Investors rank transparency and risk management as highly as performance when it comes to retaining managers of alternative investments, according to a new report by PricewaterhouseCoopers.

The global survey of 226 institutional investors and alternative investment advisors found that declining returns have resulted in increased investor demand for more and better governance. Of the criteria for deselecting investment providers, 41% of investors cited the quality of compliance and risk management process, 41% transparency, and 40% performance.

“Our findings back up the belief that when returns start to moderate, investors focus more intently on operational infrastructure,” says Raj Kothari, PricewaterhouseCoopers partner and leader of the Canadian investment management practice. “Indeed the survey shows that this is a key ingredient and not just an element in keeping alternatives in their portfolios in a subdued environment.”

However, the report also illustrates that investors have been slow to adapt risk management processes. Fifty-three percent of respondents admit to making no change to their risk management policies despite an increased allocation to alternative investments.

The study also reveals a gap in perceptions between investors and providers. Investment firms gave themselves a 67% effectiveness rating in the accounting and reporting of transactions, and 65% with regard to policies to protect against fraud. On the other hand, only 18% of hedge fund investors approve of the current valuation policies and 16% perceive IT security as good.

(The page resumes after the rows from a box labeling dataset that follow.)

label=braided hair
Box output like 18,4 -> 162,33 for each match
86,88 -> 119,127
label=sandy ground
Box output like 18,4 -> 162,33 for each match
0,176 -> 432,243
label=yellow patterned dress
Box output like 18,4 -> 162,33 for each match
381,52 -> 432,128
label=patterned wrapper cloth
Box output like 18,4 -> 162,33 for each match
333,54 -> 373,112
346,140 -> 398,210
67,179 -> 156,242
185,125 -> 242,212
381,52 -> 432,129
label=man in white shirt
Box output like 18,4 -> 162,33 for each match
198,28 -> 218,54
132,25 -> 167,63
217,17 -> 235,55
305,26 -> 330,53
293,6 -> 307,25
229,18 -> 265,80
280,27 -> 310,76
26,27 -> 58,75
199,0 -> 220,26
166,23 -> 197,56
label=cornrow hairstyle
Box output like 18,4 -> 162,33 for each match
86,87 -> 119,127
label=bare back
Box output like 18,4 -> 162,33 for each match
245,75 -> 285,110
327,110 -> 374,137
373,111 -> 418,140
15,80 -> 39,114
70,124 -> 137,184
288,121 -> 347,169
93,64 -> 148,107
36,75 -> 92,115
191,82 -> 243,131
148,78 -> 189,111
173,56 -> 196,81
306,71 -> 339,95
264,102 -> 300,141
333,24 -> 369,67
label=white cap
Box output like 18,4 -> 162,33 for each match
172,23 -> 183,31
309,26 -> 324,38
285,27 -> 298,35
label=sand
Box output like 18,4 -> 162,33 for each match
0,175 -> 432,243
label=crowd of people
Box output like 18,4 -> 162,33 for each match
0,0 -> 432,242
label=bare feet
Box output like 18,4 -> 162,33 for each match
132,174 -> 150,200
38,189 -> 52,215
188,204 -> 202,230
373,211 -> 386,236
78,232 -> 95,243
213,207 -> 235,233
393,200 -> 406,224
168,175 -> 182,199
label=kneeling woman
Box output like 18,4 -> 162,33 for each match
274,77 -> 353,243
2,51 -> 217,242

The report predicts rapid growth for the alternative investment industry in the next three years despite the current credit crisis. Forty-one percent of investors polled expect to increase their allocation in real estate, 40% to private equity, 35% to commodities, and 33% to hedge funds.

The poll found that attitudes on reporting and risk management varied by region, with North American alternative investment firms generally rating highly among investors, Asian firms rated as adequate and European firms less so. Nearly half of all hedge fund participants support guidelines on reporting to investors, and 55% of investors would like to see the same with regard to Asia in particular.